Davidson was a demanding institution, but with its Honor Code and eating house system, it offered an ethical and social system that reinforced its humanities-oriented curriculum perfectly.

I never followed its sports. Until this season.

Now, I feel -- really, honestly feel -- even more proud of the school, if that were even possible. NCAA tourneys are dominated by big schools, with big players, who are segregated from the main student body, held to different standards academically, and who bring the schools untold amounts of money in various ways. Davidson: small program, smaller players, and they are expected to do their homework and maintain their GPA. And, from all reports, the Davidson Wildcats team is filled with smart, capable students who do math and econ as well as they dribble.
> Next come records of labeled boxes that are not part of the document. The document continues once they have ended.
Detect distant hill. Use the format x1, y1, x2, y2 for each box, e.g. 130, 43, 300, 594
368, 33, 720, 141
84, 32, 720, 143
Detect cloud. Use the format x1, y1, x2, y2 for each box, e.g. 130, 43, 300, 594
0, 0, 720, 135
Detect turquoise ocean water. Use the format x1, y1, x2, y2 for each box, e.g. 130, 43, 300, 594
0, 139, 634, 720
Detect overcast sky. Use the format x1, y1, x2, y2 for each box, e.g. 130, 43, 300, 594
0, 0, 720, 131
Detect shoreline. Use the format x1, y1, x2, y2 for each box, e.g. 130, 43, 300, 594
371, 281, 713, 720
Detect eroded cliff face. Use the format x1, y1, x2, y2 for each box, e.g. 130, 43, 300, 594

I mention all this because a key part of our experience of brands is whether we are proud to be associated with them, and passionate about talking them up. If they are great brands, or great companies, we bask in their glow. In fact, BIRG (basking in reflected glory), or BIRGO as I prefer it (basking in the reflected glory of others), is a term of art in marketing and branding circles. It describes the phenomenon of appropriating a brand to be part of one's own identity, when that brand is loved or respected. A classic study showed that college students, after their teams lost, would describe the team using the word "they", but when the teams won, would describe the team as "we". It's unconscious. But it's real.

So, in the midst of the Davidson NCAA magic, I found myself thinking that we did well. In reality, I had nothing to do with it.

Let me bask a bit longer, though. Please. I'll return to reality soon enough. In the meantime, you can Google "BIRG" or "CORF".

Saturday, April 05, 2008

Back from Singapore


I spent three days doing a training in Shanghai (along with an international Customer Management awards program), then went to Singapore to teach a CEM and new customer management models with UNI Strategic, who did a nice job of putting together the sessions.

I had a great group, I think a perfect fit for the seminar: experienced, facing challenges, and looking for organized ways to improve their customer engagement.

As I was flying back, I finally had a moment to pull the plastic bag off my latest issue of Harvard Business Review, and there was a perfect article on customer management issues in service companies. It goes to the heart of business model trade-offs that define/support the brand, and therefore the profit model, that companies must choose.

One point made in the article is that services companies -- and they include Wal-Mart as an example -- have to make choices about what they will excel at, and what they will not emphasize. Again, this is a theme we covered. But recall our Wal-Mart in Germany case study, and how it showed that Wal-Mart's traditional strengths either didn't work for them, or were undermined by a poor customer experience design, or both. The question I pose is this: When you are designing a customer experience strategy, to what extent must you build in globalization? Can you create a "branded experience model" that works globally, or must you vary the model depending on the local conditions (hierarchy of values, etc.)? If you vary it locally, to what extent do such variations undermine your brand?

Got some examples? How is Carrefour doing it? Tesco? Apple? Procter & Gamble?